The new 17-minute Concertino is cast in four movements with personal elements for the soloist woven in. The opening Study in Fifths explores the interval through canons and transformations and is followed by a Romanza for Carnac and his partner Annette. The third movement plays with a cryptogram of Carnac’s name transformed into musical pitches with the clarinet demonstrating its leaping agility, and the final Sad Soliloquy was written in memory of the soloist’s parents, joining the list of plangent memorial tributes created by the composer. As well as the premiere of the Concertino, the BCMG’s 60th birthday programme also includes Turnage’s This Silence for mixed octet dating from 1992.
On 30 September Cristian Macelaru is on the podium for the world premiere of Turnage’s Go For It at Symphony Hall in Birmingham. The new concert-opener was commissioned by the CBSO for its centenary in 2020 with the performance delayed until this season due to the pandemic. The score is marked ‘With brilliance’ and this upbeat mood and energy continue across its seven-minute span right through to the punchy conclusion, providing an ideal overture to a concert.
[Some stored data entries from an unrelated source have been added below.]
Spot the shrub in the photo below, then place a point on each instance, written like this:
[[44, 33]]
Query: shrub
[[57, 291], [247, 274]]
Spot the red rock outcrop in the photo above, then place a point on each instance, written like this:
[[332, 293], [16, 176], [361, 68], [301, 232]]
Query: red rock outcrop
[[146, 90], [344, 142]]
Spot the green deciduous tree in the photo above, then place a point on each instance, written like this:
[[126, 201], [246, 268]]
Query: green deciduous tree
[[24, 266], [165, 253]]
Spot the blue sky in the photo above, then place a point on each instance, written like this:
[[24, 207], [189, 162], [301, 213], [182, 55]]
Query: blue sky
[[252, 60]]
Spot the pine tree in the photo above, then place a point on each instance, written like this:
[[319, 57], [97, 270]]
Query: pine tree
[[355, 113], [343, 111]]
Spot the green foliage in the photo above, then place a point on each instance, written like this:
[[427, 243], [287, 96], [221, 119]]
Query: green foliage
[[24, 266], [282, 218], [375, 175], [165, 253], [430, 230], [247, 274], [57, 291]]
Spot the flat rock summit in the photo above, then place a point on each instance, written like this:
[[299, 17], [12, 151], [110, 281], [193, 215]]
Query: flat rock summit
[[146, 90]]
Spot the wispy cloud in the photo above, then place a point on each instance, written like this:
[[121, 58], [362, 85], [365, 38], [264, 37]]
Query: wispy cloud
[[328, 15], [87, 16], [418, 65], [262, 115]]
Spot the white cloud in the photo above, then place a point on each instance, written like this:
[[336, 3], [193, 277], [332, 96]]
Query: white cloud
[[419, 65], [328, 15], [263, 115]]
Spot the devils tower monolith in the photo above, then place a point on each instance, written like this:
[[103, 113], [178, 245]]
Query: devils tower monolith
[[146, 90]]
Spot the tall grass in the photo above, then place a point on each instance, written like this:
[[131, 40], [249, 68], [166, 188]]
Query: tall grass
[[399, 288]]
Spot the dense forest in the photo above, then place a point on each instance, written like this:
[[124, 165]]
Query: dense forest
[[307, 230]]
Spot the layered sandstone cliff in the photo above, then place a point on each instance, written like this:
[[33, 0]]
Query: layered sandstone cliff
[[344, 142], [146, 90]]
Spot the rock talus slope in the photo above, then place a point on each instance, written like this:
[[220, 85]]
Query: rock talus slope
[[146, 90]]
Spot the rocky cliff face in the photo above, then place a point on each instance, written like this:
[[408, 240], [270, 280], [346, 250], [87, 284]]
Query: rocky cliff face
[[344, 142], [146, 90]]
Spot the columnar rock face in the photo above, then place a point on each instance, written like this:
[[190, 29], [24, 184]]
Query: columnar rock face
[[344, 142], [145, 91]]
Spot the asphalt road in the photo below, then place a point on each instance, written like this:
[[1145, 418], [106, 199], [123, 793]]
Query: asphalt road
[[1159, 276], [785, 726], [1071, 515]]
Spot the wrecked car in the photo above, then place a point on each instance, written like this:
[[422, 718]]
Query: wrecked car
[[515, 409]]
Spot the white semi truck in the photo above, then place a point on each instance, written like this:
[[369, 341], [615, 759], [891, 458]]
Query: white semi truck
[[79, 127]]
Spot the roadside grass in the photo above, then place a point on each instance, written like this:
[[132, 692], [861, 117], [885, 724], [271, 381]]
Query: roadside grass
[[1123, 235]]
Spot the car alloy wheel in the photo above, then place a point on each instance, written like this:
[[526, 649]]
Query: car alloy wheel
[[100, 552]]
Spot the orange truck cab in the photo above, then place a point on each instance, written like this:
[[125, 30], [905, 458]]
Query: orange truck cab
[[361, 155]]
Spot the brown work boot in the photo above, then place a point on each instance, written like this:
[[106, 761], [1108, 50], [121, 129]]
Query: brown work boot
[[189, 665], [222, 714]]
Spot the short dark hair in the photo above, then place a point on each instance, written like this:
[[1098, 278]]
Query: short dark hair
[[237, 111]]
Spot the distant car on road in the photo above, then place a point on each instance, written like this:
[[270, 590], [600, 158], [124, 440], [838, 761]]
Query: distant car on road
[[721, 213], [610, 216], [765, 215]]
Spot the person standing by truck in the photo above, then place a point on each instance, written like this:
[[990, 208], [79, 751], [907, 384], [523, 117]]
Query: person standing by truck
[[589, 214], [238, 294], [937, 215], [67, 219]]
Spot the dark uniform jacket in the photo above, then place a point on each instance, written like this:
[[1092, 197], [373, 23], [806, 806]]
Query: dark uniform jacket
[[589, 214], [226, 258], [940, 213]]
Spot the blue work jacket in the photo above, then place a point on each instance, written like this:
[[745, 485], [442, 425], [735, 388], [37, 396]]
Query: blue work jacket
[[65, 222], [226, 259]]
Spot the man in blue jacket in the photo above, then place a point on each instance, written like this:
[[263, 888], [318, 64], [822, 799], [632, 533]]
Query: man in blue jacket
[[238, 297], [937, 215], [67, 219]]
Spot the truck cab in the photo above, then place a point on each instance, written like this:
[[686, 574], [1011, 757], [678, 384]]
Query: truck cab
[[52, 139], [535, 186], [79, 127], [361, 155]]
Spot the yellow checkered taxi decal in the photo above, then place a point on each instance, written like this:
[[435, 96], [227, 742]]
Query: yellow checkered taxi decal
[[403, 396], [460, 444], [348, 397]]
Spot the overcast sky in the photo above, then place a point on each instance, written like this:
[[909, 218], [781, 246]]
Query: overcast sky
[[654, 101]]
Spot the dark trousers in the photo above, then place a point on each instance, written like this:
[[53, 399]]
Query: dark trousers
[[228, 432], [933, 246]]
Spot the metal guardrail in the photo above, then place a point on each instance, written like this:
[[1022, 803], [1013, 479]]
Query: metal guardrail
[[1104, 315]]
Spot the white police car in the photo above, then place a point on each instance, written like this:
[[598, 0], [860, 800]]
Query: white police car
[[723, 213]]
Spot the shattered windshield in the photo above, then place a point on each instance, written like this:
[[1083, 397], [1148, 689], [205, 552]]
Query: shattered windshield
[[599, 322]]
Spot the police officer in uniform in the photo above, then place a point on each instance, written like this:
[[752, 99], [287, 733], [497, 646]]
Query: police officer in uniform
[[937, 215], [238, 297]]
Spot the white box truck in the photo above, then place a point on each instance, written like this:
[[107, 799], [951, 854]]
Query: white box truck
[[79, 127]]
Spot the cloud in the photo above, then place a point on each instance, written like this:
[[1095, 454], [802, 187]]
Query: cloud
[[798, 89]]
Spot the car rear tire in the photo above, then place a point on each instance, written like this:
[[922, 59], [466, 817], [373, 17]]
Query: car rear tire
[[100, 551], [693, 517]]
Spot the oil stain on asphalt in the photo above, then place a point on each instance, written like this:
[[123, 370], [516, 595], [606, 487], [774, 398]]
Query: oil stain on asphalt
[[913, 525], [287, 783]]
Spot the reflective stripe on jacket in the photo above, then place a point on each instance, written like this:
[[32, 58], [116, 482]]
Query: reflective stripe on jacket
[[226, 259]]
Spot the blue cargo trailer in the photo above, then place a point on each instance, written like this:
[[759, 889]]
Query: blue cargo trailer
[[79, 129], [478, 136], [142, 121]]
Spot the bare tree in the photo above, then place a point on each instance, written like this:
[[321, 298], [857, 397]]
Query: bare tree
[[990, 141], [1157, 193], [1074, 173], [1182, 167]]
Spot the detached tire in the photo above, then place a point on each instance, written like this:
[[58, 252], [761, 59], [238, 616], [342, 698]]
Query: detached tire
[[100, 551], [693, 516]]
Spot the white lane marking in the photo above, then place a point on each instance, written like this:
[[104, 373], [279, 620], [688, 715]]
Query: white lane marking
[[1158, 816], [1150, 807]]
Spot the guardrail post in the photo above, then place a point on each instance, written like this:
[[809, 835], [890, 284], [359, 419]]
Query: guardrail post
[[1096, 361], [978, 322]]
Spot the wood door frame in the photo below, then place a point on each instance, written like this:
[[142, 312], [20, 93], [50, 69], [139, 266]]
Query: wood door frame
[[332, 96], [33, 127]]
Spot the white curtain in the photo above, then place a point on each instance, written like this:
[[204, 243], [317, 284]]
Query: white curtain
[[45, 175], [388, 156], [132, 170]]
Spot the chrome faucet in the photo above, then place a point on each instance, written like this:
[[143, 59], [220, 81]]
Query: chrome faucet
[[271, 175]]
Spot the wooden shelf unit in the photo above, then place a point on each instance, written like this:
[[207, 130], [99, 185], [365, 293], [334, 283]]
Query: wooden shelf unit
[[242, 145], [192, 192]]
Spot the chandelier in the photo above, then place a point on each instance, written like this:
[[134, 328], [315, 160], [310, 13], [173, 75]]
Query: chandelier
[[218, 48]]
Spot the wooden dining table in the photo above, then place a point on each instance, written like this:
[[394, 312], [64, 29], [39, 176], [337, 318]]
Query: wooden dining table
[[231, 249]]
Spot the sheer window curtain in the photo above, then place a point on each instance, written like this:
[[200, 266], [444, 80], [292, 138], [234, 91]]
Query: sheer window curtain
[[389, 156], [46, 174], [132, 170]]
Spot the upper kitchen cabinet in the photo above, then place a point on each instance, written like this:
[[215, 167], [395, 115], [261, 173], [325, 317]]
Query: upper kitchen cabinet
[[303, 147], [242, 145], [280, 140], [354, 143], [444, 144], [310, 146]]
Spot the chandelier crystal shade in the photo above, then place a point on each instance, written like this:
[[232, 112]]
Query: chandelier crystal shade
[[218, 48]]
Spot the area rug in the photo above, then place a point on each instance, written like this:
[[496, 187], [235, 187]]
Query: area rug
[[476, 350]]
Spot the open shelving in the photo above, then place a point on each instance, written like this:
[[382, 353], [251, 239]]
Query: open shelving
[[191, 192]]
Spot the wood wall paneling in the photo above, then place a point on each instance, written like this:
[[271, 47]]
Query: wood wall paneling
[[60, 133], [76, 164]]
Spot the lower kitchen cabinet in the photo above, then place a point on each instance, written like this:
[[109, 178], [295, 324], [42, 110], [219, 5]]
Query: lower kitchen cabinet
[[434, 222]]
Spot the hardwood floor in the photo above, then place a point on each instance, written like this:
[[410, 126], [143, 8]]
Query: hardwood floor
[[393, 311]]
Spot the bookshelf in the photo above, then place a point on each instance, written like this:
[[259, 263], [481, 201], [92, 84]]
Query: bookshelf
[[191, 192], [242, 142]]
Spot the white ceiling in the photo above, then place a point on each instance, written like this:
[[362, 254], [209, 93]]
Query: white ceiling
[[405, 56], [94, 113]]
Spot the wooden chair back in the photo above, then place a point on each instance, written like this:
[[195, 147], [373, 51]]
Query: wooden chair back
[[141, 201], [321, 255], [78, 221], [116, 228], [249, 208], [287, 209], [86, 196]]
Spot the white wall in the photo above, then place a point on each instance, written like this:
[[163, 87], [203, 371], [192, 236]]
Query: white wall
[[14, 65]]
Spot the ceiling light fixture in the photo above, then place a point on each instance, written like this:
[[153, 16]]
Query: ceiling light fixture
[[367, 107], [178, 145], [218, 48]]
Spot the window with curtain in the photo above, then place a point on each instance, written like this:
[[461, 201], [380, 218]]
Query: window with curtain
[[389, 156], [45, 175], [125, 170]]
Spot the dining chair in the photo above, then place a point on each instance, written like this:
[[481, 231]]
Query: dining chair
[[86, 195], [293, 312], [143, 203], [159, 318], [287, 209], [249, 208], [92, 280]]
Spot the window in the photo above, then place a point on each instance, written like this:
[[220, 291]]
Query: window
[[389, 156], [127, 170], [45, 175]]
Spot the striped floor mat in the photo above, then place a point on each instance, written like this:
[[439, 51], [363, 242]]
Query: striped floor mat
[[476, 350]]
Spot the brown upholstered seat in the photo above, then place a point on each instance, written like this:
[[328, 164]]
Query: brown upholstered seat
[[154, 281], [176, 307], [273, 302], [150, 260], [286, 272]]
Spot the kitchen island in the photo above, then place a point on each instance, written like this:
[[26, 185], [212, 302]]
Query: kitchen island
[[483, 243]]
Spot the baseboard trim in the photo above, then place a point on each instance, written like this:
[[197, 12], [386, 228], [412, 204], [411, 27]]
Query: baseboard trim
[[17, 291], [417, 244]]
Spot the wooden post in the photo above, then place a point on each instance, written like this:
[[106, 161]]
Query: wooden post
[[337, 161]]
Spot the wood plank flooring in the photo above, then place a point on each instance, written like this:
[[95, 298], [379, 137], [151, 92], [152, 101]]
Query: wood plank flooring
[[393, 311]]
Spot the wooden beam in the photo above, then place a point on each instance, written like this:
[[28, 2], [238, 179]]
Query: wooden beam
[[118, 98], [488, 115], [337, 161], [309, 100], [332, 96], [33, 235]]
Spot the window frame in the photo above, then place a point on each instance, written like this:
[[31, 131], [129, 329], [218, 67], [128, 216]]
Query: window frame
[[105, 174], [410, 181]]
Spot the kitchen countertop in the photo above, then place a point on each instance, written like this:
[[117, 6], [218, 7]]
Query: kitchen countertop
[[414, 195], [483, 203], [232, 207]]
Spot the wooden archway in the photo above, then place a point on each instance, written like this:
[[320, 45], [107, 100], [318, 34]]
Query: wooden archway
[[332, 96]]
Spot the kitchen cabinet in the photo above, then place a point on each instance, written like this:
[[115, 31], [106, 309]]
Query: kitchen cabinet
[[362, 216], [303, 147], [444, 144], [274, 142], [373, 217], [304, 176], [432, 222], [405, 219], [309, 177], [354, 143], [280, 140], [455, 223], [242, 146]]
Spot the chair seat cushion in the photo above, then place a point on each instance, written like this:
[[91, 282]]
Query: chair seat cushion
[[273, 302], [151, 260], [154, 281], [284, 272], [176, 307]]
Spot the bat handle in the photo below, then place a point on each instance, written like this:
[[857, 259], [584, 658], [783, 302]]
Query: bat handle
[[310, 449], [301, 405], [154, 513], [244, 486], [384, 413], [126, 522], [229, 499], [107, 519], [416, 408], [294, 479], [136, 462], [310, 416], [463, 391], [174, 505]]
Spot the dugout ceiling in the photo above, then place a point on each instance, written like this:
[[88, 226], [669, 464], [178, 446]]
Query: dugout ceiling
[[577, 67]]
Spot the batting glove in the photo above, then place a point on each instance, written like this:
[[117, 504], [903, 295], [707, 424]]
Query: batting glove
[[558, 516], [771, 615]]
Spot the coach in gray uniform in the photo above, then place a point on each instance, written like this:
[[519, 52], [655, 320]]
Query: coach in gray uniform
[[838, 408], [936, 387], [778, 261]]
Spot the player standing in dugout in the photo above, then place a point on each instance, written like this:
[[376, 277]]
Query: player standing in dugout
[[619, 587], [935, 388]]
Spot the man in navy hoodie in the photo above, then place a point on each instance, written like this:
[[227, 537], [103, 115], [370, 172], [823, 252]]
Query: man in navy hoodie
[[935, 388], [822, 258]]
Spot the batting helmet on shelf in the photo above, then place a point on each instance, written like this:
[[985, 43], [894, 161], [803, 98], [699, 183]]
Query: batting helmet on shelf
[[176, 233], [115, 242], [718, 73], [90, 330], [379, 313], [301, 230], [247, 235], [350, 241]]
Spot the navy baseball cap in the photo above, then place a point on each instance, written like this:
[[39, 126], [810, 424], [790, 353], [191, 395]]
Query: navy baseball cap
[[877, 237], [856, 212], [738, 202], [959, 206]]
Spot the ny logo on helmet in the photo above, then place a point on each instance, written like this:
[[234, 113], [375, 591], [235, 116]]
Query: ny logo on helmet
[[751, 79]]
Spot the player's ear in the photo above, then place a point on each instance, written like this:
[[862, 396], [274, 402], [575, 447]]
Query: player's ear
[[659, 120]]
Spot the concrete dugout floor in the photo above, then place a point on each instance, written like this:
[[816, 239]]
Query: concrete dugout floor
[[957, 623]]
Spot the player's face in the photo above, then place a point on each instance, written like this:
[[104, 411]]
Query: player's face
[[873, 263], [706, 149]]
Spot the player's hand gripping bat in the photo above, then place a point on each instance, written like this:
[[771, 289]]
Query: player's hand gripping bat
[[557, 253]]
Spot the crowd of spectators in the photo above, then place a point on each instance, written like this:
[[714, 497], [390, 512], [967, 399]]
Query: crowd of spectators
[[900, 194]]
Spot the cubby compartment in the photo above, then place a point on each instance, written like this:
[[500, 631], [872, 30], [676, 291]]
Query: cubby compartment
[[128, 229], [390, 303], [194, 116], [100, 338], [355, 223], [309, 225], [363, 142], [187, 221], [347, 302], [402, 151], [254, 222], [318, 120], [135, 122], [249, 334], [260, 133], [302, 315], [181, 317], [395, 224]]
This autumn sees first performances of two further orchestral scores. Time Flies was co-commissioned by the NDR Elbphilharmonie in Hamburg, the Tokyo Metropolitan Symphony Orchestra linked to the Tokyo Olympiad and BBC Radio 3. The premiere has been flying between Hamburg, Tokyo and London since July 2020 with a sequence of time-shift reschedulings due to COVID lockdowns, but the location and date were finally fixed for Hamburg on 1 September at the opening concert of the Elbphilharmonie season conducted by Alan Gilbert. The 20-minute score, with a movement for each of its three featured cities, travels from Hamburg onto Tokyo and London in future seasons.
Turnage’s twin loves of music and football are fused together in Up for Grabs, premiered at the Barbican in London on 5 November. The work, originally conceived to accompany the Euro tournament, celebrates a historic Arsenal victory over Liverpool in 1989, with Turnage’s score providing an alternative to the iconic Brian Moore commentary which inspired the work’s title: “…it’s up for grabs now…” As a lifelong ‘Gooner’, Turnage captures the intense rollercoaster of the game, with its highs, lows, desperation and elation. The BBC Symphony Orchestra conducted by Ryan Bancroft is joined by jazz soloists John Parricelli on guitar, Peter Erskine on drums and Laurence Cottle on bass guitar. The concert is coupled with a panel discussion featuring Lee Dixon and members of Arsenal’s title winners.